2008 Joint Meeting of The Geological Society of America, Soil Science Society of America, American Society of Agronomy, Crop Science Society of America, Gulf Coast Association of Geological Societies with the Gulf Coast Section of SEPM

Paper No. 11
Presentation Time: 10:40 AM

Residence Times of Brines in the Alberta Basin, Canada


GUPTA, Ipsita, Department of Geological Sciences, University of South Carolina, 701 Sumter Street, EWSC 617, Columbia, SC 29208 and WILSON, Alicia M., Geological Sciences, Univ of South Carolina, 701 Sumter St, Columbia, SC 29208, igupta@geol.sc.edu

Br/Cl and O/D ratios have often been used to explain the origin and evolution of formation waters in sedimentary basins. A strong disparity, however, exists between geochemical and hydrogeologic estimates of the residence times of brines in the Alberta Basin, Canada. Geochemical evidence suggests that these brines have been preserved at depths for hundreds of millions of years with little to no dissolution, whereas hydrogeologic models suggest that these brines should have been flushed out of the basin in less than 2 million years. This project goes beyond previous hydrogeologic models of fluid and heat flow by adding variable-density solute transport and uses the 2D finite element FORTRAN code, COMPACT, that also accounts for sediment compaction in tectonically evolving basins. COMPACT has been modified to add effects of erosion and sediment decompaction, and dissolution of evaporites. Brine migration and groundwater age are simulated over the last 100 million years, along a 700 Km, east-west cross-section of the basin, using salinity, halite dissolution, Br/Cl and O/D ratios as geochemical constraints.

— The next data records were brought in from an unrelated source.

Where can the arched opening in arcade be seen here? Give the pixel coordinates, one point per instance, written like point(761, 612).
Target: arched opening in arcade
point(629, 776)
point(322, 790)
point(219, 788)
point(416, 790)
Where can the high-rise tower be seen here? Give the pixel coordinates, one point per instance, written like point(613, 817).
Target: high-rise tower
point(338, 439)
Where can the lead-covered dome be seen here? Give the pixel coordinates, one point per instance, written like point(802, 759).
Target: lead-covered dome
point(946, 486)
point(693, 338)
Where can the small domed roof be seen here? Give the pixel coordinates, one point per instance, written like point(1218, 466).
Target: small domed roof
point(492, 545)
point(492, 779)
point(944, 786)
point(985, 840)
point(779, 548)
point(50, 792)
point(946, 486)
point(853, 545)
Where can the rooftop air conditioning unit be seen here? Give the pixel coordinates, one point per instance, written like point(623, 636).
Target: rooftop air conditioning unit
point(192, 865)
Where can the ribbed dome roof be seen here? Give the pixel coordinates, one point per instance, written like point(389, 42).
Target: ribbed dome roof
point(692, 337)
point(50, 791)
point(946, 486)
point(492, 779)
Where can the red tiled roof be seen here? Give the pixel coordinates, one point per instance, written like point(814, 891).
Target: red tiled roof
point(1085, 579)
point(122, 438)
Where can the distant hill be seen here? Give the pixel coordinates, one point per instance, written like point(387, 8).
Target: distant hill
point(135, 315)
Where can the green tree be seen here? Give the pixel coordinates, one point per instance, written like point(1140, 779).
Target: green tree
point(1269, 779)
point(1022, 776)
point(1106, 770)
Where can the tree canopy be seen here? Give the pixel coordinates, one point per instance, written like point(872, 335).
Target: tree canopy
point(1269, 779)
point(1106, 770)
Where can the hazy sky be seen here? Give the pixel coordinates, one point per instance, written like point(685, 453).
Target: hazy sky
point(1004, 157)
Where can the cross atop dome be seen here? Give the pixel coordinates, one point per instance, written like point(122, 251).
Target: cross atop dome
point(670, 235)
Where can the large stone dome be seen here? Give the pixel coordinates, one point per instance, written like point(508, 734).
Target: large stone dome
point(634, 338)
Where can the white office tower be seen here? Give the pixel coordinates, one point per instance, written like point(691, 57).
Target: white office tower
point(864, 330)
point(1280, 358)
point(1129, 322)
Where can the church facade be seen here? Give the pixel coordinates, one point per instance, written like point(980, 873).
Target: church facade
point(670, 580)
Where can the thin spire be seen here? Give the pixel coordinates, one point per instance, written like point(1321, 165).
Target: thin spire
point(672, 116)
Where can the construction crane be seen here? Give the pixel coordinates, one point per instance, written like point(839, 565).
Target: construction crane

Our results suggest that contrary to geochemical interpretations, halite dissolution has significantly contributed to the salinity distribution in the basin. Formation waters in this basin are not simple end members of a seawater evaporation model, but bear signatures of original residual brines formed by evaporation of seawater, halite dissolution, freshwater infiltration and mixtures of some or all of the above in various proportions. Low permeabilities are required to retain originally evaporated brines in the deeper parts of the basin. Most of the brine loss occurs during erosional unloading (55 Ma to present) but some brines are also lost during the deposition of the foreland basin (100 Ma to 60 Ma) when a west-east, regional fluid drain develops along permeable layers below thick, over-pressured shales of the Colorado Group of rocks.